The report 14 comprises of the SQL skeleton along with the accumulated performance factors selected from the accumulated number of the plurality of SQL skeletons, namely the occurrence per SQL skeleton or (frequency), the average system resource cost per SQL skeleton, and the average of the number of rows returned per SQL skeleton.

With the report 14, DBAs can identify the most influential SQL statements through the above statistical analysis. For example, the most influential SQL skeleton is the one selected from the accumulated number of the plurality of SQL skeletons with the maximum frequency of occurrence. Alternate embodiments may use a different performance factor to select the most influential SQL skeleton.

The present invention is to provide the most effective way to identify the most influential SQL statements that run for a specific period of time on a RDBMS platform.

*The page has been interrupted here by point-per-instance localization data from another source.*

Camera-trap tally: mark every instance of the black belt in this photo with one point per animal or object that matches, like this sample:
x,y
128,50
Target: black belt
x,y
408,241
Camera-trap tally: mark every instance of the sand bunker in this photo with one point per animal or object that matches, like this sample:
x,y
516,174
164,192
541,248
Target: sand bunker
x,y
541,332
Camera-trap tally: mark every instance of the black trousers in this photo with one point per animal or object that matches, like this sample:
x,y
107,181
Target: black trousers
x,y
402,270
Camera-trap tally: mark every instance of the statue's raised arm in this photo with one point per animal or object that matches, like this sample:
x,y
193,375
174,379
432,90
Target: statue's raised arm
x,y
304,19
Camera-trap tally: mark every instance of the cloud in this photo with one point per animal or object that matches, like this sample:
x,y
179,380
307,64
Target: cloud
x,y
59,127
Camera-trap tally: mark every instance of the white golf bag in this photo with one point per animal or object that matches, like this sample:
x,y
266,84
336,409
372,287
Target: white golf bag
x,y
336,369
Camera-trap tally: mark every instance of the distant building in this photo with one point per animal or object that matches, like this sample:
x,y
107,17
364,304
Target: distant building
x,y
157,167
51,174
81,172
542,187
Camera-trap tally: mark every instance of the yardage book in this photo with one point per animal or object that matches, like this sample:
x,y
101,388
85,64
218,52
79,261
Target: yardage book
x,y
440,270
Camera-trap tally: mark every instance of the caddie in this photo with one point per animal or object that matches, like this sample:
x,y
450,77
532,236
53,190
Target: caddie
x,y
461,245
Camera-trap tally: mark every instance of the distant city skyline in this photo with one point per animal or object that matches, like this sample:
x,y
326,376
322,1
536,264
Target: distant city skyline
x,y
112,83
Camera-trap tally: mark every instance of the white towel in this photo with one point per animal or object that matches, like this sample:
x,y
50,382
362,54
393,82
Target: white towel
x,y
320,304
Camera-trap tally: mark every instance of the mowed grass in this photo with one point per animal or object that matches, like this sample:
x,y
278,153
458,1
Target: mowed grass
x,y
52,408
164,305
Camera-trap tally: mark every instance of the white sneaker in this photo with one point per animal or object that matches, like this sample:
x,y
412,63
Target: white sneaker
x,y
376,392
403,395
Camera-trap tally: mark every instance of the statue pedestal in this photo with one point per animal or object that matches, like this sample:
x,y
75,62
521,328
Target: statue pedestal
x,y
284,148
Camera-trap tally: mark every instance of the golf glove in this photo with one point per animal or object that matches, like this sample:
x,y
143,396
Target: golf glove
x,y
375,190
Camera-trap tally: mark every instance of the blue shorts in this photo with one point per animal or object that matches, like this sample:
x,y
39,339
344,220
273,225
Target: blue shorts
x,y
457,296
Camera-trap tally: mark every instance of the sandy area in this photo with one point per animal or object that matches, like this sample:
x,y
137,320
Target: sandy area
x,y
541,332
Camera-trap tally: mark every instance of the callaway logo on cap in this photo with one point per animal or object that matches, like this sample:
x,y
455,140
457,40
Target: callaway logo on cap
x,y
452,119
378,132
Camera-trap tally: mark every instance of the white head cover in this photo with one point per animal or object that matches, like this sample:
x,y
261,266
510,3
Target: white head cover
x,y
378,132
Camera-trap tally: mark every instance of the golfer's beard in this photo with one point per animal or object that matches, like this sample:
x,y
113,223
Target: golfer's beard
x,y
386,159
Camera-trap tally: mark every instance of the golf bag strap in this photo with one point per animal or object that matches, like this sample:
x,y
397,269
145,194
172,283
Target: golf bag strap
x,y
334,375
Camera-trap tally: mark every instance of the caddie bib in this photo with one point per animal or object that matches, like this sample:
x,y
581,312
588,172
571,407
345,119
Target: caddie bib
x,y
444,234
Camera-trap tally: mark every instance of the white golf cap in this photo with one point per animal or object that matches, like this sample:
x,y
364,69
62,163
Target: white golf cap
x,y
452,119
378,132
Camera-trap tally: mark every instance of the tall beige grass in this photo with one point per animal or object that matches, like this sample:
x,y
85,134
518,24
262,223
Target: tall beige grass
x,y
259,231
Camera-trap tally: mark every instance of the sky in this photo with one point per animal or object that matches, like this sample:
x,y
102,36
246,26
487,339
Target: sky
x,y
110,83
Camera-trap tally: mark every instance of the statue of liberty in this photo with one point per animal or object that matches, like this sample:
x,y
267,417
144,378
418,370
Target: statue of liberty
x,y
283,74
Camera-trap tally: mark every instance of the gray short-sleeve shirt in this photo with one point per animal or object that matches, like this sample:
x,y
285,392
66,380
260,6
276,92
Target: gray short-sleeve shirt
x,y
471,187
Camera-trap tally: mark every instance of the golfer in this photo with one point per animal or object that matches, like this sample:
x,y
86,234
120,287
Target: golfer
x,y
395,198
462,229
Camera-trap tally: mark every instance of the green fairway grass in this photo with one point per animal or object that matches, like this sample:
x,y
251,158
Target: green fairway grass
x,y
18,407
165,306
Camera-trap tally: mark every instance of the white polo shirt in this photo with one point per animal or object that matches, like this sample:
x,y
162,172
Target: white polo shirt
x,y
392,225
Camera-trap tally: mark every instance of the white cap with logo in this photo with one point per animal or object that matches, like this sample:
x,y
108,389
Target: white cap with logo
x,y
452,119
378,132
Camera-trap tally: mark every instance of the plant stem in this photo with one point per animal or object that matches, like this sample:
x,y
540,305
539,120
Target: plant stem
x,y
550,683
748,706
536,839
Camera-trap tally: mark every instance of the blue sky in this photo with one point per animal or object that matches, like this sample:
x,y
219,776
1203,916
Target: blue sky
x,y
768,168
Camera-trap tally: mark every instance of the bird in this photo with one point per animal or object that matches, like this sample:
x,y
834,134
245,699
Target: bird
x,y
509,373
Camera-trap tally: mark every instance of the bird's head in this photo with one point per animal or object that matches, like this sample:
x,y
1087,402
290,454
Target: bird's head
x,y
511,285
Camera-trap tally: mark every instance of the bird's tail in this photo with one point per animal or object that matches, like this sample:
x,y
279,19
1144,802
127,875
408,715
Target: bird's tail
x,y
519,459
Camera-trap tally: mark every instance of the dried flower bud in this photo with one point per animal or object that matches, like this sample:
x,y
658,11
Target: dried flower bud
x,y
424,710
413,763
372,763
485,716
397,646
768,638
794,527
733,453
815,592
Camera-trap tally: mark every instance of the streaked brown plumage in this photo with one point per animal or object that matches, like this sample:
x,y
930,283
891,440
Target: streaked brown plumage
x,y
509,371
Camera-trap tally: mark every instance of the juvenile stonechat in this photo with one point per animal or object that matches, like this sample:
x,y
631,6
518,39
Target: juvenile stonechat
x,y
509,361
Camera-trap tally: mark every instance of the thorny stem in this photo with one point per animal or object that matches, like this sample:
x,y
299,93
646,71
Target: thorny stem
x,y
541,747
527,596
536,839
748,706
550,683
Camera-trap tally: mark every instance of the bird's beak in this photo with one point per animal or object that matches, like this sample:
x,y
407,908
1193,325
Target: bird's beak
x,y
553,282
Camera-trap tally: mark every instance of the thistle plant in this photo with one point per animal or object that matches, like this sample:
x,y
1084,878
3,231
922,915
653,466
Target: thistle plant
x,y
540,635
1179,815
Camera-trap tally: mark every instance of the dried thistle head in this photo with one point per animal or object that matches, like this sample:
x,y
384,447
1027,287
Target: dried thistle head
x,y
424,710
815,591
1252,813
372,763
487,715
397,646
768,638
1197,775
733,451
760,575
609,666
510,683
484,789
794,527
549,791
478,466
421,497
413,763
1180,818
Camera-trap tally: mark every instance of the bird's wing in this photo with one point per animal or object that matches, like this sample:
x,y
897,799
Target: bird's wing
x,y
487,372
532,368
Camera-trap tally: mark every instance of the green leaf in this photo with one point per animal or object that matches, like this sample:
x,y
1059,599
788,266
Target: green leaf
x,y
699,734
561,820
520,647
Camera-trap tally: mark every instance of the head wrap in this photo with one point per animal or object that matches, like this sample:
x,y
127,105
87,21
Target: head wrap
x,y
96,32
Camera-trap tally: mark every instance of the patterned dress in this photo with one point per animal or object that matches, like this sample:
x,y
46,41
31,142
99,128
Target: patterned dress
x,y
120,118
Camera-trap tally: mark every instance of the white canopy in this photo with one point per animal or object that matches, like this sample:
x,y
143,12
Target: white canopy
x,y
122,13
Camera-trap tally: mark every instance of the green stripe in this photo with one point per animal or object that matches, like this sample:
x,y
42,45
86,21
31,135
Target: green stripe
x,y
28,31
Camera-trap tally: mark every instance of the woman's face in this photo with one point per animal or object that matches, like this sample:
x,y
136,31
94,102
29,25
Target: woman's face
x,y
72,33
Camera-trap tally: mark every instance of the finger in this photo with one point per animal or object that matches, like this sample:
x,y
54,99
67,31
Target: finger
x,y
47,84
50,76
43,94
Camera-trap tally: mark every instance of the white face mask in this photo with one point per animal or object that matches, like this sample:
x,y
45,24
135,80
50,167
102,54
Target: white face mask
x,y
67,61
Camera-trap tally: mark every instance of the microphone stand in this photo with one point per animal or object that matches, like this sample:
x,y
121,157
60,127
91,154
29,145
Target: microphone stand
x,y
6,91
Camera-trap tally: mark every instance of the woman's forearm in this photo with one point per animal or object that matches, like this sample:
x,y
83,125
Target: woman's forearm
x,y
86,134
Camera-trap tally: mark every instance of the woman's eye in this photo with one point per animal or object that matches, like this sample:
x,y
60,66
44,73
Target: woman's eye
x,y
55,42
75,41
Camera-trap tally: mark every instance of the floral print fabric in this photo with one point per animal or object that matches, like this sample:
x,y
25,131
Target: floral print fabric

The principle of this technique is based on the premise that similar SQL statements should be processed and identified through groups instead of as a vast number of individual SQL statements. To identify the most influential statements, the present invention introduces a new concept named SQL skeleton regarding the analysis of the performance data of a database. To identify the most influential SQL statements, each SQL statement is analyzed by its SQL skeleton. The performance factors of SQL executions are accumulated by the SQL skeleton to highlight the most influential SQL statement through statistical analysis.

Apart from the RDBMS territory, the Convergence technique is applicable to any other domain that handles tremendous amount of similar data patterns and is not limited to SQL statements for diagnostics and analysis. This methodology is especially useful where it is humanly impossible to sift through large data patterns such as records from Human Resource departments, data warehouses, or stores that carry huge inventories. The normalization technique can be used to reduce similar data streams to simplified patterns while the Convergence technique can be used for even simple tasks such as calculating the frequency of occurrence of a specific data pattern. The invention must, however be customized according to the field of application as deemed necessary.

While the invention has been described in the preferred embodiments, it is understood that the words, which have been used, are words of description rather than words of limitation and that changes within the purview of the appended claims may be made without departing from the scope and spirit of the invention in its broader aspect.